Some Bengal constituencies — Calcutta North, Calcutta South and Howrah, for instance — have significant Marwari populations. A popular perception is that the business community tends to support the BJP, especially in this round of national elections that has become a contest between Modi and the rest.
As Bengal will have a four-cornered contest this time and every vote counts in such fractured fields, the Marwari base can well be an influential factor in some of the constituencies.
For a chief minister who once went out of her way to throw her weight behind the campaign to rename the state as Paschimbanga, Mamata today strove hard to hold aloft her cosmopolitan credentials.
From prodding her cabinet colleagues — Madan Mitra, Firhad Hakim and Aroop Biswas — to don the traditional Rajasthani headgear (safa) to asking the speakers from the Marwari community to deliver their addresses in their mother tongue, Mamata tried to prove that she was feeling at home.
She also traced her fascination for the colour blue to a light-bulb moment in Rajasthan. “Jaipur is called Pink City and from there I got the idea of having a uniform colour for our Calcutta…. I couldn’t choose red, nor could I opt for green. I chose blue and white,” said the chief minister.
Mamata laid stress on time management not without reason. Investors have often complained of the absence of work culture in Bengal.
The chief minister has tried to bring about some change by shunning bandhs and cracking down on strikes. In fact, against the backdrop of no dramatic change in land policy and failure to attract big-ticket private investments, a perceptible change in discipline at workplaces is perhaps the most tangible achievement she can place before the business community.
Today, she cast herself as a chief executive who has little time to waste but is being compelled to hit the brakes.
“There are so many elections, Assembly, panchayat, civic, then there are byelections. So, you lose one or one-and-a-half years because of the elections in five years,” Mamata said, before making a suggestion to hold all elections together.
The objective is laudable but holding the elections together in a huge country like India with over 80 crore voters will be easier said than done. But the idea did win her brownie points.
“The best thing about her is her energy…. She doesn’t believe in the word ‘no’, much like us,” said a businessman.
The question will remain if commitment to work alone can wean the business community away from the Modi bandwagon.
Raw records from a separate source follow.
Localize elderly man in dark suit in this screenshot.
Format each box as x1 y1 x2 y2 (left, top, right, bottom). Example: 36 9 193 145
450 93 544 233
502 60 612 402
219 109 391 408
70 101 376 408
Conversely, a perception also exists that many industrialists have backed Modi unquestioningly, although he has remained vague on several contentious policy matters.
The two Ms — Modi and the model code — appeared to be playing on Mamata’s mind through the day.
“Some people are saying ‘chanting namo, namo’ (presumably a play on NaMo that stands for Narendra Modi) will bring the BJP to power. I am not willing to consider there is a BJP wave. Neither the BJP nor Congress, the federal front will run the political discourse of India,” Mamata told a Trinamul meeting earlier in the day.
The chief minister, who had declared a few months after assuming power that she slogged like a demon (“bhooter moton”), added at the party meeting: “I love to work… I have nothing to do in my office (because of the model code). I feel guilty at times.”